The genes are crowded closely on the three chromosomes. In fact, 44 of them overlap each other. Only 17 genes contain introns, and these are very small.

Genome Interactions in Guillardia theta

Millions of years of evolution have resulted in a complex but precisely-orchestrated array of interactions between the 4 genomes. For example:

  • The chloroplast needs proteins synthesized by 3 different genomes: its own, the nucleomorph's, and the host's.

  • The nucleomorph genome has given up all (but one) of its genes encoding enzymes for general metabolic functions; the endosymbiont now depends on those encoded by the host nucleus.

  • The nucleomorph itself also depends on genes (e.g., for DNA polymerases) residing in the host nucleus.

The Apicoplast

The apicoplast (short for "apicomplexan plastid") is a solitary organelle found in the apicomplexan protists: "sporozoans" like Plasmodium falciparum (and the other agents of malaria) and Toxoplasma gondii.

Features:

  • Essential - the organisms cannot survive without it;

  • Encased by 4 membranes;

  • Contains its own genome, a circular molecule of DNA (35,000 base pairs) which encodes

    • ~ 30 proteins

    • a full set of tRNAs plus some other RNAs

  • Only a few functions have been discovered, but these include

  • Clearly 30 proteins are not enough to accomplish so many functions so the apicoplast has to import from the cytosol ~500 nuclear-encoded proteins.

The apicoplast is the product of an ancient endosymbiosis in which the eukaryotic ancestor engulfed a unicellular alga — probably a red alga — with a solitary chloroplast. Over time, the nucleus was lost (no residual nucleomorph) as well as many features of the chloroplast (including its ability to perform photosynthesis).

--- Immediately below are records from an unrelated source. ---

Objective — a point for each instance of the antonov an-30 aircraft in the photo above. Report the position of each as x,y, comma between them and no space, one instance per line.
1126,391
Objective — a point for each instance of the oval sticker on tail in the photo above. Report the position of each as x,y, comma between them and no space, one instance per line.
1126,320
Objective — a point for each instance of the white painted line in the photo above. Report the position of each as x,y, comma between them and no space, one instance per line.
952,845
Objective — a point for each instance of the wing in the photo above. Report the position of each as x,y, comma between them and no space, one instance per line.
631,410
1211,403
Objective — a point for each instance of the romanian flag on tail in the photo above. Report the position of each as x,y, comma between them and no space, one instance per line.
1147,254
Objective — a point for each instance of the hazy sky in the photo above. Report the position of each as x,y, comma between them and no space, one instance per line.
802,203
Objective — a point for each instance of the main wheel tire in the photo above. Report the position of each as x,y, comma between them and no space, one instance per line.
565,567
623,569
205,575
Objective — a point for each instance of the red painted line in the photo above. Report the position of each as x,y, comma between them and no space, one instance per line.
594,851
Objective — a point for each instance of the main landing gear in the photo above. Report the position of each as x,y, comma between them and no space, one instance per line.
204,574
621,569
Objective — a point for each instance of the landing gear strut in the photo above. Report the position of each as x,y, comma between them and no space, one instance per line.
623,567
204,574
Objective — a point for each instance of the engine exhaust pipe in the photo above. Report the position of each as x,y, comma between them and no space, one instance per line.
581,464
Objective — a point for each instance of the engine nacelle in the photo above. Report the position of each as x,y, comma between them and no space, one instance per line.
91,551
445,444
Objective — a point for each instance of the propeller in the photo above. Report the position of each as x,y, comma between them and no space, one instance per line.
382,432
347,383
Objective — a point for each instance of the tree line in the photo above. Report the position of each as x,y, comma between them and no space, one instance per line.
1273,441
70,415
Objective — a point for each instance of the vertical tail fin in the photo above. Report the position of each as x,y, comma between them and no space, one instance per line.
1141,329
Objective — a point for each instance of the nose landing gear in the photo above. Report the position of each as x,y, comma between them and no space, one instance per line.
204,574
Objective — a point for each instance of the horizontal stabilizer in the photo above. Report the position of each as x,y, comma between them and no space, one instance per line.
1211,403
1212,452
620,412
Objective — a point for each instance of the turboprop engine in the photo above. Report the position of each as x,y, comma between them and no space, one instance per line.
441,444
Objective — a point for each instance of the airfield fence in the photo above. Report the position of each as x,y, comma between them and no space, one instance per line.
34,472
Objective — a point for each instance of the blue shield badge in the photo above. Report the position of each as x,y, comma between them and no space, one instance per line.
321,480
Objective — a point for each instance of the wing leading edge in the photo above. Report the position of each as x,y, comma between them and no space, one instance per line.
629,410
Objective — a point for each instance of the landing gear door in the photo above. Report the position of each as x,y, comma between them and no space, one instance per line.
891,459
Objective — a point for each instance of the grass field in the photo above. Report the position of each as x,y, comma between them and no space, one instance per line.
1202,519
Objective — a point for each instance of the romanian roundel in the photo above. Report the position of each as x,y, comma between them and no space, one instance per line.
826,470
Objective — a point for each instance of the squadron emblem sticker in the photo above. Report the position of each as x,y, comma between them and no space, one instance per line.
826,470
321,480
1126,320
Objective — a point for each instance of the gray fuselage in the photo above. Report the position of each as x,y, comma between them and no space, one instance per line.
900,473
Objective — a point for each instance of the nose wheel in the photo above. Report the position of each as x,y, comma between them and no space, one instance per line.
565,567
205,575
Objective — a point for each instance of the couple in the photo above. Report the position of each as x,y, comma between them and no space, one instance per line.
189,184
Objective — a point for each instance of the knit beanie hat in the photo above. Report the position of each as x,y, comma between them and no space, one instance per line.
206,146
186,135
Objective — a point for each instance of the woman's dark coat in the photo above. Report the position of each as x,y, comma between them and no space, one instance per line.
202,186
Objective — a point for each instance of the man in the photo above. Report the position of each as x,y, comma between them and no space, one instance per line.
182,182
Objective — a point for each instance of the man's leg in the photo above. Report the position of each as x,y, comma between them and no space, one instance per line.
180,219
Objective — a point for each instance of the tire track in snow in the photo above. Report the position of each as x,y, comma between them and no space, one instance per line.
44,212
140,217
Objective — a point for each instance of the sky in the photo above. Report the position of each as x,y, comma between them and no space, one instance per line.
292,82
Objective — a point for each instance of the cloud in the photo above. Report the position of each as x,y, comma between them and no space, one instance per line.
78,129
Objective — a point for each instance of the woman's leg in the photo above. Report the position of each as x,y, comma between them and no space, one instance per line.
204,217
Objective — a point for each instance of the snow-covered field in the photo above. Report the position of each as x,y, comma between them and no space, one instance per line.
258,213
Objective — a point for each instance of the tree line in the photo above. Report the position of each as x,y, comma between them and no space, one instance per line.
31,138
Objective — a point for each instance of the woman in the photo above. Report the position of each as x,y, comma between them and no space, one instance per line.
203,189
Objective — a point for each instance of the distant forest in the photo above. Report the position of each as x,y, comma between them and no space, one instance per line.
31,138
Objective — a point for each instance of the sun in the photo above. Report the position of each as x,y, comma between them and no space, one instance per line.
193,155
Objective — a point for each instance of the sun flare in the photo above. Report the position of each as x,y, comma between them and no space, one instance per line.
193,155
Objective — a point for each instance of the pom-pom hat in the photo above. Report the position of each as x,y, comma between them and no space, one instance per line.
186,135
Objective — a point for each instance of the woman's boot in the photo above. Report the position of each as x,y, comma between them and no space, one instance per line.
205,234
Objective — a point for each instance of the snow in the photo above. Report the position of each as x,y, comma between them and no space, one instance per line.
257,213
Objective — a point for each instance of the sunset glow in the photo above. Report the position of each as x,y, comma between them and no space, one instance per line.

Can Secondary Symbiosis Still Occur?

Probably so.

Two Japanese scientists have discovered a heterotrophic flagellate that engulfs a unicellular green alga that lives freely in the surrounding water. Once inside,

  • the alga loses its flagella and cytoskeleton;

  • the host loses its feeding apparatus;

  • the host switches from heterotrophic to autotrophic nutrition (photosynthesis);

  • the host becomes capable of phototaxis.

When the host divides by mitosis, only one daughter cell gets the plastid. The other cell regrows the feeding apparatus and is ready to engulf another alga.

You can read the details in Okamoto, N. & Inouye, I., Science, 310:287, 14 October 2005.